I have this tendency of not being in the present. I am always thinking ahead. I have a hard time just being and enjoying the NOW. I have tried hard these last 5 years of acknowledging it and working on it. But I also have this mentality that whenever I complete something it is never enough. With my business there are pros and cons to this. It keeps my moving and always pushing myself to work harder, to try new things which I think is important in keeping a business fresh but it gets in the way sometimes too of enjoying where I am now in my work and personal life.

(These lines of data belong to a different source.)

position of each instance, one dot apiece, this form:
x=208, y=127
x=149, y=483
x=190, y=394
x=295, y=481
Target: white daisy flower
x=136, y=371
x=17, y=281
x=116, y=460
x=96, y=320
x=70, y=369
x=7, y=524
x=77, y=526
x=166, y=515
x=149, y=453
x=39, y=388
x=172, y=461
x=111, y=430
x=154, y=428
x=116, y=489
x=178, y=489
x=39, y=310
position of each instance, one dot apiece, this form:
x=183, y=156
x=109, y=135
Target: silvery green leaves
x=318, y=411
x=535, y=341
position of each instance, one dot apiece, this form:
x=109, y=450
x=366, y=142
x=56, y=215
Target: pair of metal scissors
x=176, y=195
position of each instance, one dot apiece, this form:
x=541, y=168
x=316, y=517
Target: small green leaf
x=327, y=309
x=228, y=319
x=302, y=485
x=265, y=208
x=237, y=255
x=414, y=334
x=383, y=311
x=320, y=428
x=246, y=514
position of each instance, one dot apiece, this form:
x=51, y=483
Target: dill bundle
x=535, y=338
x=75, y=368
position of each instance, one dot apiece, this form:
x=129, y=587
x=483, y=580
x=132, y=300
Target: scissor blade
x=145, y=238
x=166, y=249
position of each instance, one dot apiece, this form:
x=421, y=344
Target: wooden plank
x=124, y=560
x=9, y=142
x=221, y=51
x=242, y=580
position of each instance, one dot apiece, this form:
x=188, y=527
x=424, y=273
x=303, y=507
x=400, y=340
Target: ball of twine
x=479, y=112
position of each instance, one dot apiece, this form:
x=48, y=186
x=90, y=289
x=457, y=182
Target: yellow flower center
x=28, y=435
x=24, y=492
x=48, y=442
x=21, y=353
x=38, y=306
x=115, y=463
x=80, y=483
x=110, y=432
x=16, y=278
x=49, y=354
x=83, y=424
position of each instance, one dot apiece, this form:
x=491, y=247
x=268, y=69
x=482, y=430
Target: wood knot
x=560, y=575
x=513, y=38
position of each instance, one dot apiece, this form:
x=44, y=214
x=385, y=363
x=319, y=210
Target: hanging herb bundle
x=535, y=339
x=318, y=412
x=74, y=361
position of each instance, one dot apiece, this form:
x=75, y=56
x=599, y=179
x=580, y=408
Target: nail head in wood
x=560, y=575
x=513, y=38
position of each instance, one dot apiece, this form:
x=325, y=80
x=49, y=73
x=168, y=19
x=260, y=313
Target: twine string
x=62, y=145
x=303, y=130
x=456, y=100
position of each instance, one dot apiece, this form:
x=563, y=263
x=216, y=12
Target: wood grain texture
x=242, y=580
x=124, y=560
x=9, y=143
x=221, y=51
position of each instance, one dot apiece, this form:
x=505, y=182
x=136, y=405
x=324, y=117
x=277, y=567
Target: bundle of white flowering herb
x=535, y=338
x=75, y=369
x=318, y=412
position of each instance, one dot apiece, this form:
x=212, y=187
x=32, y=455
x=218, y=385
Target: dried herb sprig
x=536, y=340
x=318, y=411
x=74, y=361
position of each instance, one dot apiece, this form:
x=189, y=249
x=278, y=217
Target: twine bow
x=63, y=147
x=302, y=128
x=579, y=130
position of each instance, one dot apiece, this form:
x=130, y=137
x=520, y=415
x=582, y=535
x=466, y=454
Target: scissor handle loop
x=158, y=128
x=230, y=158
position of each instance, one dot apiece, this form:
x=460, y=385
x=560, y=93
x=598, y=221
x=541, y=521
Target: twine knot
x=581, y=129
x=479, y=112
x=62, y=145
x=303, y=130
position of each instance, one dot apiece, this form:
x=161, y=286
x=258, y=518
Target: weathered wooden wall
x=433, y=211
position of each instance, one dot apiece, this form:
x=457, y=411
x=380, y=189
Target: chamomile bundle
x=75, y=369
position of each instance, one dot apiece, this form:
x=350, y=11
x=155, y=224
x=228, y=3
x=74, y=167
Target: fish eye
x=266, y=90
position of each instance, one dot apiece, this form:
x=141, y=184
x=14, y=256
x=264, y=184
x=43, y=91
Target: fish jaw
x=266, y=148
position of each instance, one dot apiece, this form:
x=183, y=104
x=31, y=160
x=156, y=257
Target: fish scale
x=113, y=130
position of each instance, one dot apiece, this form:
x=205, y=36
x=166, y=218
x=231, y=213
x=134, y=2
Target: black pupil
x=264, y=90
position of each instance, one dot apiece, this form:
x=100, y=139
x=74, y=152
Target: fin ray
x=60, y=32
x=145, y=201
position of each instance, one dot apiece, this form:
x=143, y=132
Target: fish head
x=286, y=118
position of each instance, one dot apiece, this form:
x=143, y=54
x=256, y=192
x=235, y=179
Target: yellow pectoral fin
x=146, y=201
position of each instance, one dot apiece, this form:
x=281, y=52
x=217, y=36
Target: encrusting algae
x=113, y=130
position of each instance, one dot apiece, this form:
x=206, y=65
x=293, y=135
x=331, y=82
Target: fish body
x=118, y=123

I have been making bags for almost 7 years now. I have learned a lot but also have loads and loads to still learn with running a business and in bag making. Which is exciting but also overwhelming at times. In these 7 years I have grown as a person too. I bought land with my boyfriend, we had a child, we built a studio, we created a garden and each season so much change feels like it has taken place especially with a child around. I am excited for the future and excited for the now.
As we dive into this new season of longer nights and shorter days I can get overwhelmed with the to-do's and lack of light outside. But this season I am really trying to take in the now and leave the stress for another time. I have come to realize that the long list of projects around our property and the long list of dreams, goals and ideas for my business will always be there too changing and growing but my little one will only be so little for so long. These long winter nights ahead is a time to slow down and be in the present. Summer is the time for crazy schedules and taking on too much. I need to leave some season to reflecting and I think this is it. Me attempting to be more present we will see how it goes!